Sunardi, si tukang bersih – bersih kini jadi General Manager hotel bintang 5

DSC_1641 (1)

Solo – Jika kita berbicara mengenai bisnis perhotelan memang tidak ada habisnya. Selama masih ada yang membutuhkannya sudah pasti bisnis ini akan terus berkembang. Persoalannya kini adalah bagaimana bisa bertahan dan juga bahkan unggul ditengah ketatnya persaingan. Strategi yang tepat di saat waktu yang tepat menjadi jawabannya.

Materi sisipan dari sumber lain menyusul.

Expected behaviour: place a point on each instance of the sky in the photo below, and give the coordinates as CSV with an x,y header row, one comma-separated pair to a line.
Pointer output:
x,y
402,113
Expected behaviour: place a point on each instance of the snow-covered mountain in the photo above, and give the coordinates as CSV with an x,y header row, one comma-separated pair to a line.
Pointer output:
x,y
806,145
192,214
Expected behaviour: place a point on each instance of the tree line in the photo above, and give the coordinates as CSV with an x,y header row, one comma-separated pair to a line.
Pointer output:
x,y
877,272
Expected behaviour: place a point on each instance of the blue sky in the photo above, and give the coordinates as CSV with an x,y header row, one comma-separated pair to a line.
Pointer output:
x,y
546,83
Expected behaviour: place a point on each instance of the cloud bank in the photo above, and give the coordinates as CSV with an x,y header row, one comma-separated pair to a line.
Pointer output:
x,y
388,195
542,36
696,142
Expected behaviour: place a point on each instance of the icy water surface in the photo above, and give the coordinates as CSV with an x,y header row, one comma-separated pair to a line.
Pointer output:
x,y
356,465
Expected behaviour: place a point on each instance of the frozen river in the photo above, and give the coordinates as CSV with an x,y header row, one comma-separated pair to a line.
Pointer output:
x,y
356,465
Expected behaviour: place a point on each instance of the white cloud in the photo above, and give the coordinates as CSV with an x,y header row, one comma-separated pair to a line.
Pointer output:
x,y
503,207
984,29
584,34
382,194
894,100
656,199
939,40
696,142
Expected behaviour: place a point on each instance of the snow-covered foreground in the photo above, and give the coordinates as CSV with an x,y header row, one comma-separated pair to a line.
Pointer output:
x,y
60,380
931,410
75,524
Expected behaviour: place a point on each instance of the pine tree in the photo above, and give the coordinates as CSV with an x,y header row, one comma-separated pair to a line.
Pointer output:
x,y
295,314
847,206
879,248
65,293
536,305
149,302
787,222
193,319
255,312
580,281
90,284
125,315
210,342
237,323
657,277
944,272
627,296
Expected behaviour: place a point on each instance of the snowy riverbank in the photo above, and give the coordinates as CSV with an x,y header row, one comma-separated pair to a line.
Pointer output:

Bagi Sunardi, General Manager Hotel Sahid Jaya, dunia perhotelan itu seperti sebuah musik, dimana dengan not yang cocok dan juga tempo yang tepat akan menghasilkan musik yang indah.”Saya selalu menganggap jika dunia perhotelan itu menyenangkan. Mulai dari lingkungannya, pergaulannya dan semua yang ada di dalamnya itu memiliki tantangan tersendiri yang mungkin tidak ada di bisnis lain,” ujar pria yang hampir 1 tahun memimpin Hotel Sahid Jaya Solo.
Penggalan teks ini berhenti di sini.